Imagine-se vivendo uma situação semelhante ao que o outro vive.

Imagine-se…

Convidar o leitor para viver, na ficção, o que o outro vive, é uma receita amorosa de escrita.

E é desse jeito que o autor João Paulo Charleaux conquista seus leitores para o livro “Ser estrangeiro” (Ed. Claroenigma, 2022). Um tema dos mais sofridos, que mostra a face mais individualista dos humanos, recebe um tratamento ao mesmo tempo didático e muito sensível.

Dá vontade de espalhar este livro entre jovens, se  assim garantíssemos alguma melhora na forma preconceituosa com que se tratam os estrangeiros.

João Paulo Charleaux tem uma vantagem sobre outros autores: observa, conversa, e tem aquele ímpeto, comum aos jornalistas, de espraiar a informação. Assim, começa o livro contando várias cenas tristes de um balé urbano que já é quase rotina em nossas vidas. O preconceito invade como peste: da senhora letã que pede esmolas sob a neve, à estupidez de um passageiro num trem de Metrô, na França. Embriagado, o sujeito ataca verbalmente pessoas negras que estão no mesmo vagão.

Combinei comigo, lendo Chalraux, nunca mais usar “que bárbaro!” como expressão alegre para enaltecer alguém ou algum feito. Não! Bárbaro, em grego, significa estrangeiro.

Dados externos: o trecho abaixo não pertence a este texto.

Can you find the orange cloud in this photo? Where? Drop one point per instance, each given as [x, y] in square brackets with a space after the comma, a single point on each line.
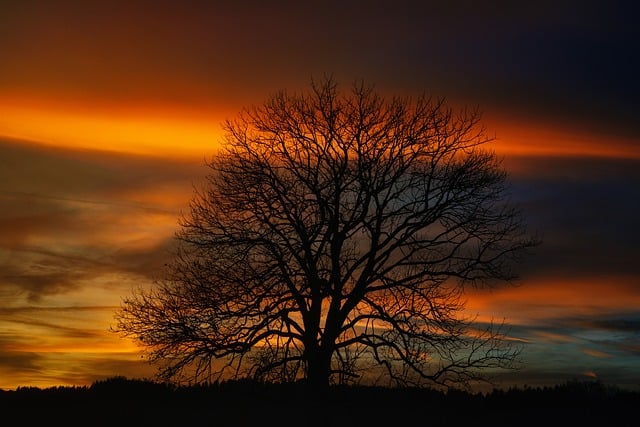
[548, 298]
[158, 131]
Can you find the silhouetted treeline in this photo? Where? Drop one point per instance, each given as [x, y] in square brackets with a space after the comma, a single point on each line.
[120, 401]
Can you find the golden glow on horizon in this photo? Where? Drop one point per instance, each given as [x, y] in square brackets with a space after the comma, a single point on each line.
[151, 131]
[169, 130]
[543, 299]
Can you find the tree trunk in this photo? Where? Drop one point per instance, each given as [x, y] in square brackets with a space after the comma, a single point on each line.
[318, 369]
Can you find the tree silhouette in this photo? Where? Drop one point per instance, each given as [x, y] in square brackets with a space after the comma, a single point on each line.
[333, 240]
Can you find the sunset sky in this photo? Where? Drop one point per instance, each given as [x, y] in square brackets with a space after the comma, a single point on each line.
[109, 109]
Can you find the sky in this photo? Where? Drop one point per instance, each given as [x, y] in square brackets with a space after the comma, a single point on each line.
[108, 111]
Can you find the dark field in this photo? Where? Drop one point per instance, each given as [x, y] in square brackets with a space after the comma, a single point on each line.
[122, 402]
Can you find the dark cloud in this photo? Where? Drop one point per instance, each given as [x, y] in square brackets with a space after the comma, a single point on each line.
[586, 211]
[562, 60]
[54, 203]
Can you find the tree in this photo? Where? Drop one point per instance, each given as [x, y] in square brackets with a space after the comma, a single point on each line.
[335, 237]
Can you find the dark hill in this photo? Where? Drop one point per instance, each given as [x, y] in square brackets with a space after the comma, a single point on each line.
[121, 402]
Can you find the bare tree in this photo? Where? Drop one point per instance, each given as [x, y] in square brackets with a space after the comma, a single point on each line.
[334, 238]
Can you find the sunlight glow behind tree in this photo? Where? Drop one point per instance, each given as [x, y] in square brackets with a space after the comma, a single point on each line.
[336, 234]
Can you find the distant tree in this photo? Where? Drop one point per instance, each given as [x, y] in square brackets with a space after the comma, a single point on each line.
[334, 238]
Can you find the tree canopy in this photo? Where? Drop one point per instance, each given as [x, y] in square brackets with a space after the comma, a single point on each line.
[333, 241]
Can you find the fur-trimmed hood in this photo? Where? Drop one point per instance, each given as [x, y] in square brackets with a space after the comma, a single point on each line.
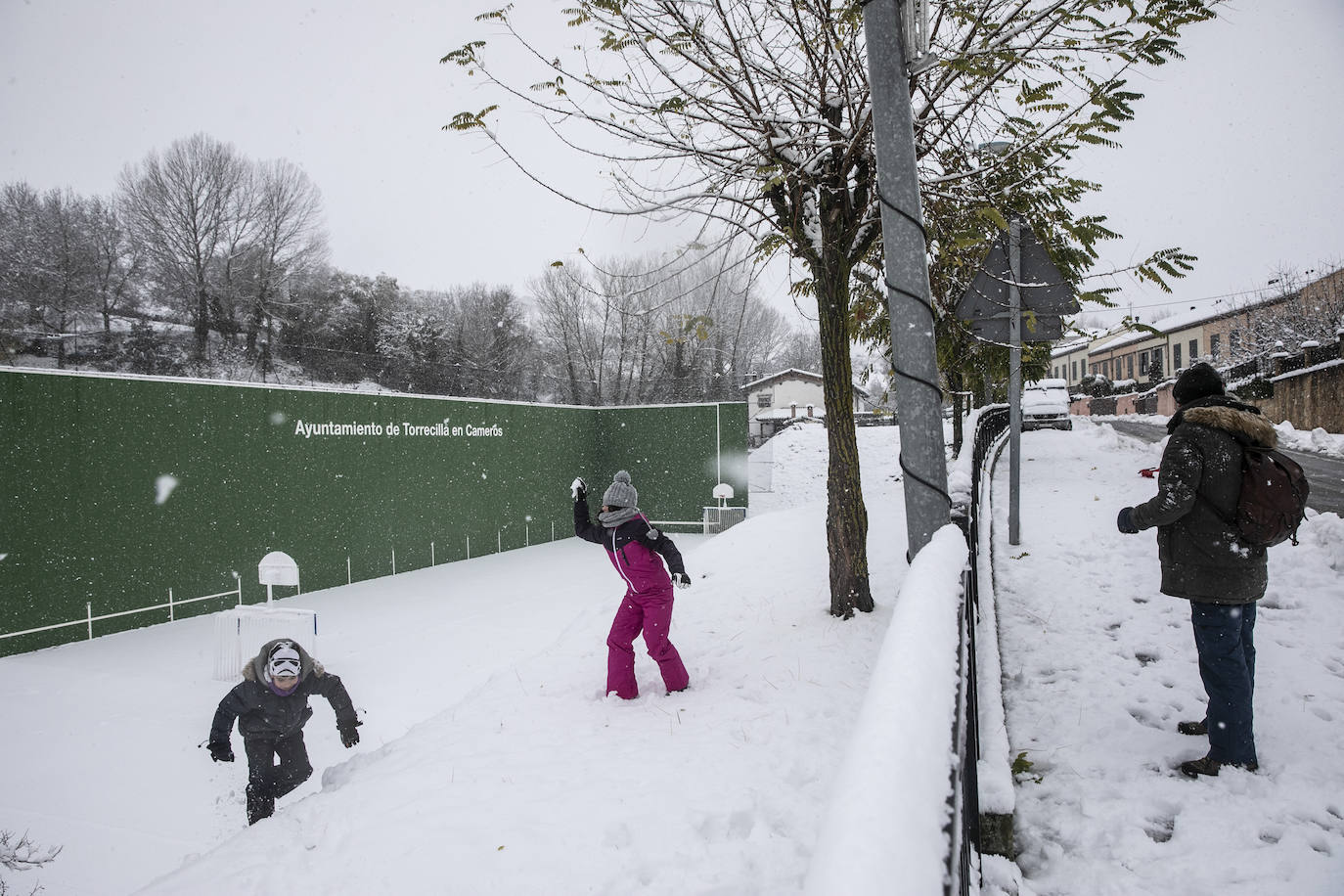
[1245, 422]
[255, 668]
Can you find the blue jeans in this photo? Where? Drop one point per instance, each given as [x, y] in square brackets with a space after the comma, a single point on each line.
[1225, 637]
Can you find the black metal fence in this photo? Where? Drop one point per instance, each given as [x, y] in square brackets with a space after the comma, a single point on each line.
[965, 787]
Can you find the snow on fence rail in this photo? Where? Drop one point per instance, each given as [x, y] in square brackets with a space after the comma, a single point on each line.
[902, 745]
[90, 618]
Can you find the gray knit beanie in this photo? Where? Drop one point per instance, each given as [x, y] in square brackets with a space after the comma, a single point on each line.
[621, 493]
[1200, 381]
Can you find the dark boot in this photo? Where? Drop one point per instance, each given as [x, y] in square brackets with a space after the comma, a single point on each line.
[258, 805]
[1208, 766]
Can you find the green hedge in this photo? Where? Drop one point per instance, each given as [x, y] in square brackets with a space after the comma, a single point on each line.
[117, 488]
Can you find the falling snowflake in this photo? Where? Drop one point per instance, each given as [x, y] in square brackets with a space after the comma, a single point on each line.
[162, 486]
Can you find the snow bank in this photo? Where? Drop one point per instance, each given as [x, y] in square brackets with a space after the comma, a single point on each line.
[884, 828]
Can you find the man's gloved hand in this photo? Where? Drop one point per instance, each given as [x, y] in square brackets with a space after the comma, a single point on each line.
[348, 737]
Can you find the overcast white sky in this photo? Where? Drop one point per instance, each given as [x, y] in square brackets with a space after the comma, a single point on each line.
[1235, 154]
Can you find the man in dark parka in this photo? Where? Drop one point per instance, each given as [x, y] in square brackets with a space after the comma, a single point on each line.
[1203, 558]
[270, 705]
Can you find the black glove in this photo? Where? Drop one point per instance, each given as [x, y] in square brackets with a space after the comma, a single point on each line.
[348, 737]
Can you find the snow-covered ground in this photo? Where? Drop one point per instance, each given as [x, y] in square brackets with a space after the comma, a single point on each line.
[1099, 666]
[491, 763]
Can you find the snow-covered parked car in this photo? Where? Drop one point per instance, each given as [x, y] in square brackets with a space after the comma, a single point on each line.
[1045, 403]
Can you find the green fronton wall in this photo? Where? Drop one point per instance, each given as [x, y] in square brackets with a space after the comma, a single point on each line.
[115, 489]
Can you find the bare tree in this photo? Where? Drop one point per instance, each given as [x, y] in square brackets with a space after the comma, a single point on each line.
[563, 309]
[118, 261]
[18, 852]
[183, 207]
[758, 117]
[288, 240]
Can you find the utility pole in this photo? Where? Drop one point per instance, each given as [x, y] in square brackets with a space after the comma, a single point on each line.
[1013, 379]
[913, 348]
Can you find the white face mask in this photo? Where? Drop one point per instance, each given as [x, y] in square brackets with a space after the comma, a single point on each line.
[283, 668]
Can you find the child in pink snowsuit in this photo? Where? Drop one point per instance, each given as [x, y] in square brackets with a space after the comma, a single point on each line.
[635, 548]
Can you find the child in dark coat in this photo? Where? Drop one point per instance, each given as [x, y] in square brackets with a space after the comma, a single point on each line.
[637, 553]
[272, 708]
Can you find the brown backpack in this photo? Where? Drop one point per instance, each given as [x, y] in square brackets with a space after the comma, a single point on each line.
[1273, 499]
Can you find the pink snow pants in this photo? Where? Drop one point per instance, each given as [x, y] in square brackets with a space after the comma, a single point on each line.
[650, 612]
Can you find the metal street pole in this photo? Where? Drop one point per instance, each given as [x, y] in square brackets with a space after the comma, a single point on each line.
[910, 306]
[1013, 378]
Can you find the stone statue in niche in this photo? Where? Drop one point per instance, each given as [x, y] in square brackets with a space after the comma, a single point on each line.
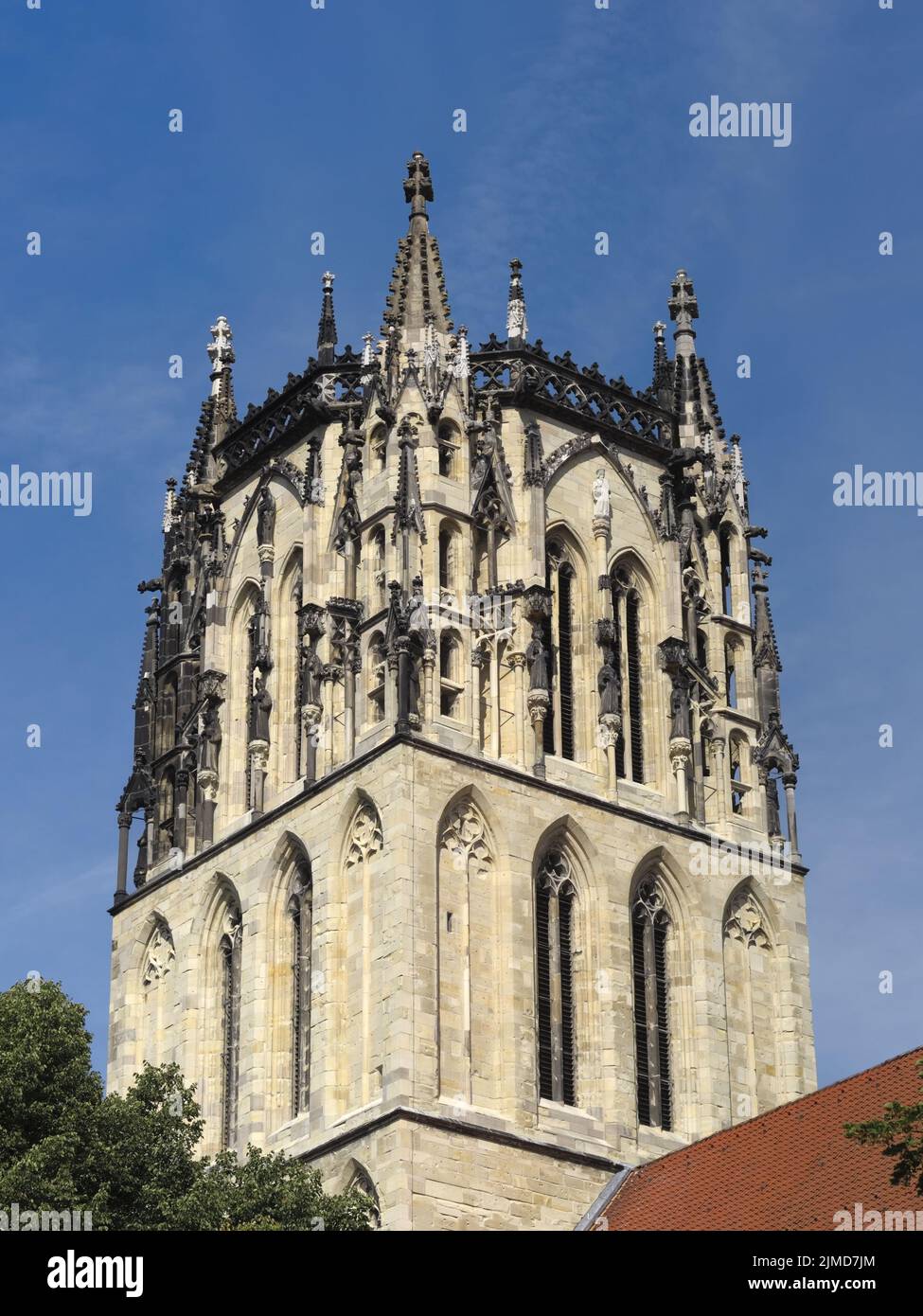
[262, 707]
[209, 738]
[609, 687]
[312, 671]
[265, 517]
[678, 711]
[536, 655]
[602, 495]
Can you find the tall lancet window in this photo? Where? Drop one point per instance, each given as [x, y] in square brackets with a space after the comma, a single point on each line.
[629, 613]
[299, 924]
[652, 1035]
[555, 979]
[727, 594]
[635, 707]
[559, 729]
[229, 968]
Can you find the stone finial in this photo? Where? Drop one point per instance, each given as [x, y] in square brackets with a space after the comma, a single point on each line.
[220, 353]
[169, 506]
[683, 310]
[516, 323]
[683, 306]
[327, 327]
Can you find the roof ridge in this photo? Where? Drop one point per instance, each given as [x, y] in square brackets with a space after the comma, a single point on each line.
[765, 1115]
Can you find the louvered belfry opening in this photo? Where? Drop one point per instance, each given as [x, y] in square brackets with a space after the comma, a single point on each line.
[229, 951]
[548, 640]
[635, 705]
[555, 981]
[727, 597]
[300, 918]
[652, 1035]
[566, 660]
[295, 916]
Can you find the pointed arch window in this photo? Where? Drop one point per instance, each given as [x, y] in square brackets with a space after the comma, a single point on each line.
[737, 763]
[378, 445]
[559, 722]
[376, 674]
[727, 594]
[449, 667]
[730, 674]
[555, 979]
[300, 927]
[449, 445]
[652, 1032]
[635, 707]
[229, 982]
[629, 613]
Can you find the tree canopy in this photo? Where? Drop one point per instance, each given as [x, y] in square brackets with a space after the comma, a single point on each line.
[899, 1133]
[131, 1158]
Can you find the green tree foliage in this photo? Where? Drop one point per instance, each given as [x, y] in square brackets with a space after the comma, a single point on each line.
[131, 1158]
[899, 1133]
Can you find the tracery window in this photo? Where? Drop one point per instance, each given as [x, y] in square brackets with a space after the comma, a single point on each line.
[555, 979]
[229, 984]
[559, 721]
[300, 927]
[629, 613]
[376, 677]
[652, 1033]
[449, 668]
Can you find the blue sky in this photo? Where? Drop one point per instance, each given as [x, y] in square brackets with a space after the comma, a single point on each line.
[300, 120]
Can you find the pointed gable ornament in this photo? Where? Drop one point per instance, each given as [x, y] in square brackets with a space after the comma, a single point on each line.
[516, 323]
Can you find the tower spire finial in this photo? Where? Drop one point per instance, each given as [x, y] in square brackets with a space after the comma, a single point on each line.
[661, 374]
[222, 355]
[683, 308]
[516, 323]
[327, 328]
[417, 185]
[417, 282]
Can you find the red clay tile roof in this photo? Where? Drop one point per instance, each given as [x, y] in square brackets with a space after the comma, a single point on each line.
[789, 1169]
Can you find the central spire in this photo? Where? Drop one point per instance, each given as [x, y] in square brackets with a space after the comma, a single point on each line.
[417, 296]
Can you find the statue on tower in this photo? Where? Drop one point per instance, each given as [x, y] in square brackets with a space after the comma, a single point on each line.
[602, 495]
[209, 738]
[609, 687]
[261, 707]
[265, 516]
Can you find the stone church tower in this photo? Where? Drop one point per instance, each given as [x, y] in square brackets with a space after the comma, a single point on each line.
[467, 863]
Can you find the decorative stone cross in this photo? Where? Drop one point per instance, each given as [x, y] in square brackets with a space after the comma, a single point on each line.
[683, 304]
[417, 185]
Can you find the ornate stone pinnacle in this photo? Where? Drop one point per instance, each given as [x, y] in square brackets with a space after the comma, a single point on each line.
[683, 306]
[417, 185]
[220, 351]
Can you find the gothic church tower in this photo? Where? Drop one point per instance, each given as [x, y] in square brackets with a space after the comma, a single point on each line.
[467, 850]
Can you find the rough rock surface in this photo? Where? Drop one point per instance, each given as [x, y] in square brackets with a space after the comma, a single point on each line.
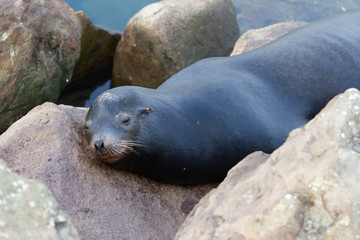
[307, 189]
[256, 38]
[29, 211]
[167, 36]
[39, 45]
[48, 145]
[97, 49]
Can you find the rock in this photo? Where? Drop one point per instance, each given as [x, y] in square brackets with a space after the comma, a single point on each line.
[256, 38]
[167, 36]
[29, 211]
[48, 145]
[40, 43]
[307, 189]
[97, 50]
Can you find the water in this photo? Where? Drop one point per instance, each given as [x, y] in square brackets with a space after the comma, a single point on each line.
[111, 14]
[114, 14]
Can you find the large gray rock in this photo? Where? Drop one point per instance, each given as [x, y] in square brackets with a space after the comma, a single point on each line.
[167, 36]
[97, 50]
[48, 145]
[256, 38]
[40, 43]
[29, 211]
[307, 189]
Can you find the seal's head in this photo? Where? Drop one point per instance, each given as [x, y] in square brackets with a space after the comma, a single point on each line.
[112, 125]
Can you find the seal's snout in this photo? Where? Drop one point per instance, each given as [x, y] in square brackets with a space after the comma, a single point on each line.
[99, 146]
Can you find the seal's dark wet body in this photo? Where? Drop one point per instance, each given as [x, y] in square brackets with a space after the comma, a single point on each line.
[209, 116]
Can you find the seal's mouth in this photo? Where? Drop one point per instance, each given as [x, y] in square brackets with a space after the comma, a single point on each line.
[112, 153]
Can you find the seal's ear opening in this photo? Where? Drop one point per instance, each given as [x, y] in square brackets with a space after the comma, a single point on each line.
[142, 111]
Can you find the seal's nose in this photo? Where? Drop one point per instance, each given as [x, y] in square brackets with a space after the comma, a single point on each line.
[99, 146]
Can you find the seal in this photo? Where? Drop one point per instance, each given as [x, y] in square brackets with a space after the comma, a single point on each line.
[202, 121]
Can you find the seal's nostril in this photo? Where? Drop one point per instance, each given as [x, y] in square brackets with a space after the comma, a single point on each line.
[99, 146]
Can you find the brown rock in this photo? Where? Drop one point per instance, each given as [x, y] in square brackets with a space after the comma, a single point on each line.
[256, 38]
[307, 189]
[167, 36]
[103, 203]
[97, 49]
[40, 43]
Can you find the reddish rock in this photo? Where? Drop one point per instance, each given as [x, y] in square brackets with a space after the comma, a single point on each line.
[48, 145]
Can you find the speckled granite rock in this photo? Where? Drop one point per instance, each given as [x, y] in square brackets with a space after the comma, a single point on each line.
[167, 36]
[256, 38]
[29, 211]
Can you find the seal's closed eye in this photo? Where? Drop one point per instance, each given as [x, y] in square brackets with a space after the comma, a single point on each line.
[145, 110]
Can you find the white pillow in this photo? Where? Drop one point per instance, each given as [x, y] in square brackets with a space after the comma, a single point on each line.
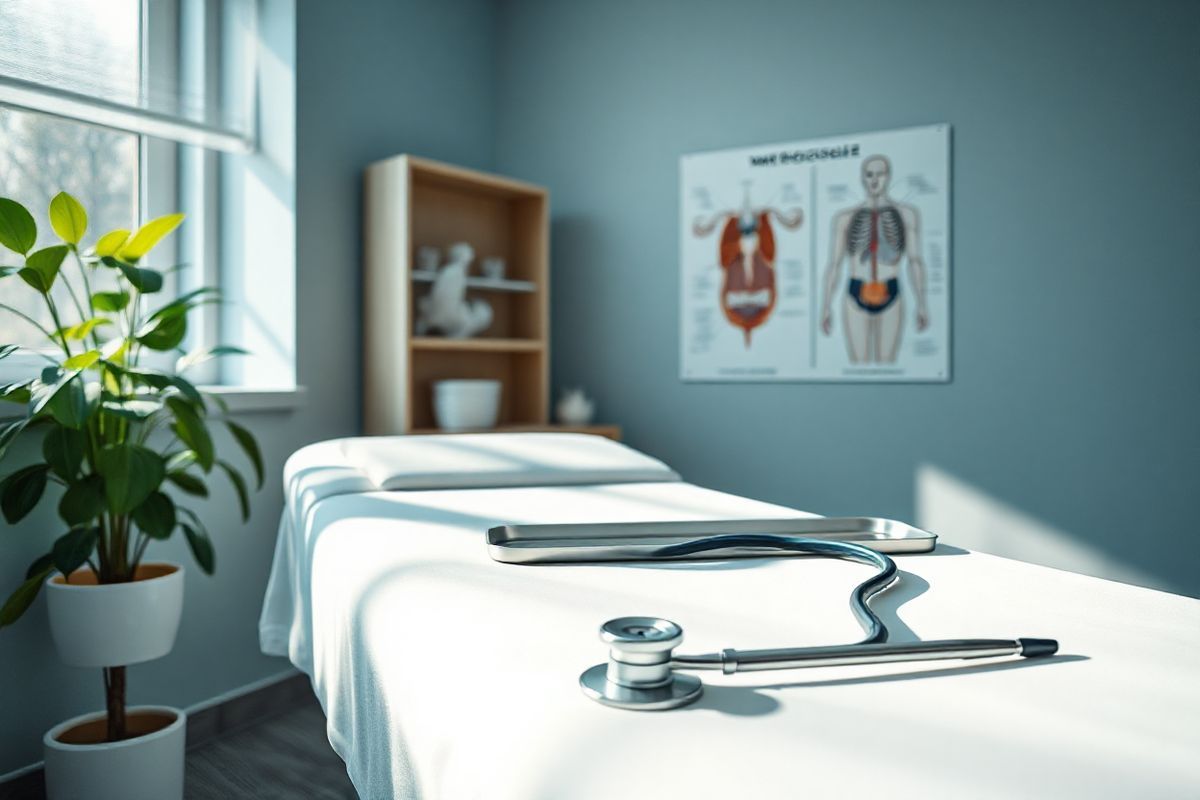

“Para o Império Romano, todo estrangeiro era um inimigo por sua própria natureza. Isso significa que, mesmo que não tivesse cometido  qualquer ato hostil contra Roma, ele era, mesmo assim, um inimigo, pelo simples fato de ser de outro lugar”, escreve Chalraux.

Sou, eu também, filha de estrangeiro. E cresci ouvindo: “Minha filha, nunca queira se tornar estrangeira. As pessoas não te tratam bem”.

Desde quando? Desde o Império Romano!

Por acaso estive envolvida recentemente com a leitura de “A situação da classe operária na Inglaterra” (Ed. Boitempo), escrito em 1845 pelo então jovem Friedrich Engels (ele tinha 24 anos). Em todo o livro aparecem referências aos irlandeses, que competiam com os britânicos mesmo a péssima situação em que moravam, se alimentavam e se vestiam. Os irlandeses não gozavam de simpatia, e Engels deixa isso claro. Eram os que mais bebiam, os que menos se higienizavam e os que ensinaram aos britânicos hábitos ruins, entre eles o de andar descalço.

Já no meio do século XIX, a humanidade não suportava os estrangeiros. Mas é uma contradição porque, como lembra Charleaux,  somos seres que se movem.

 É no movimento que os humanos buscam conhecimento e novas experiências. Mas, diferentemente, das aves e dos ruminantes, que vão e voltam sempre ao mesmo lugar, nossa população busca destinos promissores. E, em geral, se junta em cidades, que ficam mais e mais superlotadas. Tudo bem, porque é desse jeito mesmo que somos mais criativos.

Só não podemos aguentar a fome, as guerras, os eventos extremos que destroem nossos lares, muitas vezes nosso país (como é o caso das nações-ilhas do Pacífico, ameaçadas de serem mergulhadas no oceano por causa do aumento do mar).

Charleaux passeia pelos conceitos de ser estrangeiro. O migrante, o exilado, o deslocado, o asilado, o refugiado. Cada um desses conceitos é esmiuçado à lupa dos Direitos Humanos assinada em 1948.

“Os ‘combinados’ assinados entre os diversos governos são, portanto, como chaves que tornam possível abrir as portas para as pessoas em necessidade. Essas chaves não são um presente, não são uma esmola. Não são dadas por pena ou por caridade. São direitos”, afirma o autor.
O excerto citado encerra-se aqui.